Установилась блаженная тишина.
— Ты что, ее убил? — все-таки поинтересовался Луцык.
— Да ничего с ней не случится, жива. Отдохнет чуток, и все. Просто это такой приемчик, — пояснил Лаптев.
— Но ты же просто дотронулся до нее пальцем!
— Дотронулся, но не просто.
— Я что-то слышал про такое.

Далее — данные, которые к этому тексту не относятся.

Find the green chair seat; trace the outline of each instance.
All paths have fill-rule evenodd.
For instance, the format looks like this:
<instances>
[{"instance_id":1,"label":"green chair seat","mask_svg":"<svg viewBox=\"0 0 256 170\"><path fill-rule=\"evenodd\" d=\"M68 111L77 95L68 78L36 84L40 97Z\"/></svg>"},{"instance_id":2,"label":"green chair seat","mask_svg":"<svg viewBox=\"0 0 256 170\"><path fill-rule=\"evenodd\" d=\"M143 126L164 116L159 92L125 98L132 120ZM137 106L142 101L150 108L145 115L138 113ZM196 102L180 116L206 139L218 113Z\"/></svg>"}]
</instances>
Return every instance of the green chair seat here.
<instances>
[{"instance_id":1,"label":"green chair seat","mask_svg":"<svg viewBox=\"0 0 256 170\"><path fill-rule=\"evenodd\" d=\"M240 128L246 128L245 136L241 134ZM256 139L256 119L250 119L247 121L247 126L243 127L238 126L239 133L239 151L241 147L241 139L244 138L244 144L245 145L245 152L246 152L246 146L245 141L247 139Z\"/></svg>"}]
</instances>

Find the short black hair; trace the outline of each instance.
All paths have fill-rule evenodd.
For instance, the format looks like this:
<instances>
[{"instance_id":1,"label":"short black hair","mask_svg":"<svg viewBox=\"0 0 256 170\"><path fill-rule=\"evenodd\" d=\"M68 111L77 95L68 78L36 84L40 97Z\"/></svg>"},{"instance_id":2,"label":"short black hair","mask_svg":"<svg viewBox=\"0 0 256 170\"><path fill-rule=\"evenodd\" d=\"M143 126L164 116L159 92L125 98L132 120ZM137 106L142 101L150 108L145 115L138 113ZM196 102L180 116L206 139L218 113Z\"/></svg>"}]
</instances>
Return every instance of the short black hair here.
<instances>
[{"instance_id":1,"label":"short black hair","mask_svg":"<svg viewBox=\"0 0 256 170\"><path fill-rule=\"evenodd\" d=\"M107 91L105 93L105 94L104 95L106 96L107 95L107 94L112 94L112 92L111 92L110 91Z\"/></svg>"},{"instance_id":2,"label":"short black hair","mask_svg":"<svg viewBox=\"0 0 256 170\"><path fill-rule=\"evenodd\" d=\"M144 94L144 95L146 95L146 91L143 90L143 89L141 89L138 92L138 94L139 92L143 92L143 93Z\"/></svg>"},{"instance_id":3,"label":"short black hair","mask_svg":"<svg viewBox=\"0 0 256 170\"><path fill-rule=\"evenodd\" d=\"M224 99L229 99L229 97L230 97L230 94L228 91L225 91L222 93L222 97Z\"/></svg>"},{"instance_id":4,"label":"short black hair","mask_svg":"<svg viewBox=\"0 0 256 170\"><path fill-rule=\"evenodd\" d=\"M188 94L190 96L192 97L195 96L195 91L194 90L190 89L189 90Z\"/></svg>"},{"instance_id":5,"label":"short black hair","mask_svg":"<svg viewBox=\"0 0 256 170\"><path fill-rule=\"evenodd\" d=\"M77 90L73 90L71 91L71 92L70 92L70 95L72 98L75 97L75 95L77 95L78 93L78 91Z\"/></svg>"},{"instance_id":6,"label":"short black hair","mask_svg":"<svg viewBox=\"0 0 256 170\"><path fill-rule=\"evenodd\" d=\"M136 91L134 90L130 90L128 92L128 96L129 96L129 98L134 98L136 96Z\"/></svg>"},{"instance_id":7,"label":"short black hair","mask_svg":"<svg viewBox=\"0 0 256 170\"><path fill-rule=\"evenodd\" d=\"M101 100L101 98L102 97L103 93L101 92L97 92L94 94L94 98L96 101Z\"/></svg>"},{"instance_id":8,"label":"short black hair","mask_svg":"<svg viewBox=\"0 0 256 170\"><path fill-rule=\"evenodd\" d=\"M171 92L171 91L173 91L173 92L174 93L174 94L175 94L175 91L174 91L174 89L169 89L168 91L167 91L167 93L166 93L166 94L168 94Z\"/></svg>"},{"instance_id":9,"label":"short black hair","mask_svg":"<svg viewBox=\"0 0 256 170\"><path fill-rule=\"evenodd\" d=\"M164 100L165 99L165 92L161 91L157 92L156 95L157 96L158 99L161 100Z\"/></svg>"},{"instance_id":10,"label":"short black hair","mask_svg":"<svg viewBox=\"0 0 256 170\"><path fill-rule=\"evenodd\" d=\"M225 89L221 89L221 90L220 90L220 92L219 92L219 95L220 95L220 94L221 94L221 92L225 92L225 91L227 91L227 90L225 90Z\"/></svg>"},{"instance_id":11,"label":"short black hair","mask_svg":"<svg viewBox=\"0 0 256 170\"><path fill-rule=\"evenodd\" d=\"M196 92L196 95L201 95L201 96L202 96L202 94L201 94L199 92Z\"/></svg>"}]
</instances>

Похожими приемчиками владели ниндзя.
— И монахи-воины из монастыря Шаолинь, — прибавила Джей.
— А можешь научить? — спросила Джей.
— Если бы знал, то научил бы, — прикрякнул Лаптев. — Это способность у меня сама собой появилась. Когда я попал на Карфаген… Тут у всех есть какой-то дар. У кого-то полезный, у кого-то не очень. Дядя Франк, например, до Карфагена омлет не мог приготовить, а здесь стал поваром экстра-класса.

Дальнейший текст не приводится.